— Гитлер.
— Этот. И Франко также.
— Дядя Петя, — сказал я, — мы все-таки пойдем.
— Посидите. Побеседуем. Большинство еще не получило. Я за всех внесу. Вот бери, Сережа. — Он достал из пиджачного кармана брусок свеженапечатанных трешек, разорвал на нем бумажную опояску и положил передо мной.
— Возьми, сколько требуется. Не стесняйся. Дядя Петя не обеднеет. Я за деньгами не гонюсь. Мне лишь бы прикрыться... Есть на мне костюмишко — достаточно. Требуха у меня простецкая: хлеб, картошка, соленая капуста — хватит. На всякие там разносолы, печености, колбасы-окорока не зарюсь. Верно, работать на моей работе и обходиться без мяса невозможно. Водочка чтобы по выходным и праздникам — больше ничего. Вообще-то для меня лучше впроголодь жить, чем без душевных бесед. Чтобы обо всем... чистую правду. Ну, чего не отделяешь? Отделяй.

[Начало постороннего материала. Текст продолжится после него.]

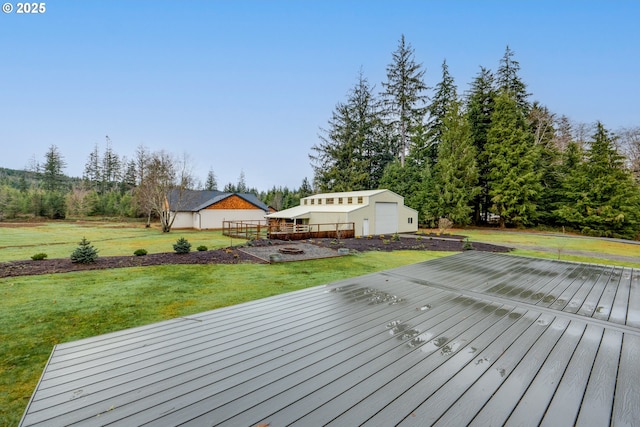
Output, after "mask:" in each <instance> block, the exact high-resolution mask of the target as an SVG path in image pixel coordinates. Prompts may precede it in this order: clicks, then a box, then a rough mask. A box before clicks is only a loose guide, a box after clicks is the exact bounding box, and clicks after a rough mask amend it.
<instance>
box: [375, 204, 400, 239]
mask: <svg viewBox="0 0 640 427" xmlns="http://www.w3.org/2000/svg"><path fill="white" fill-rule="evenodd" d="M397 231H398V204H397V203H389V202H376V229H375V234H393V233H396V232H397Z"/></svg>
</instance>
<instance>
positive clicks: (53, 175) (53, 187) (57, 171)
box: [42, 145, 67, 191]
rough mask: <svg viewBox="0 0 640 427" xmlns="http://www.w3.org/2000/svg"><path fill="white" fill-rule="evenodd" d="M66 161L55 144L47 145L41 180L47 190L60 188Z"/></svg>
mask: <svg viewBox="0 0 640 427" xmlns="http://www.w3.org/2000/svg"><path fill="white" fill-rule="evenodd" d="M65 167H67V163H66V162H65V160H64V157H63V156H62V154H61V153H60V150H59V149H58V147H57V146H56V145H51V146H49V149H48V150H47V152H46V154H45V156H44V164H43V165H42V181H43V186H44V189H45V190H47V191H59V190H62V187H63V182H64V173H63V171H64V168H65Z"/></svg>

Петро легонько щелкнул ногтем в торец денежного бруска, и трешки с лаковым шелестом протянулись зеленой лентой через весь стол.
— Нельзя, Петр Павлович: обид не оберешься. Вы щедрый, из щедрых щедрый! Но одно дело — вы за многих внесете, другое — они сами внесут. Сами! Понимаете? К тому же вы ведь не богач. Фекле Михайловне нужны ботинки, новая фуфайка, еще, вероятно, какая-то одежда. И девочки обносились.

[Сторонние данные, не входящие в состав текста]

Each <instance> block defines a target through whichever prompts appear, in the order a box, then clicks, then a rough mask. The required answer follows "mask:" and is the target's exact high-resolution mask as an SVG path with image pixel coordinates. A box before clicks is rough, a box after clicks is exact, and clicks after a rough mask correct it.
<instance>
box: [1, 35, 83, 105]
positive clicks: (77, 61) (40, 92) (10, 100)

— Ничего нам не надо. У Феклы был всякого добра полон сундук. Носить его было некогда. Все дрожала, как бы моль не источила. Теперь мы счастливые. Не о чем беспокоиться, разве что за жизнь да за производство. И детишек ро́стить. Также и поддерживать братьев по классу на мировой арене.
— Сережик, бери, — сказала Лена-Еля. — Папа правильно говорит... Мы деньги не любим. Кость, или ты возьми.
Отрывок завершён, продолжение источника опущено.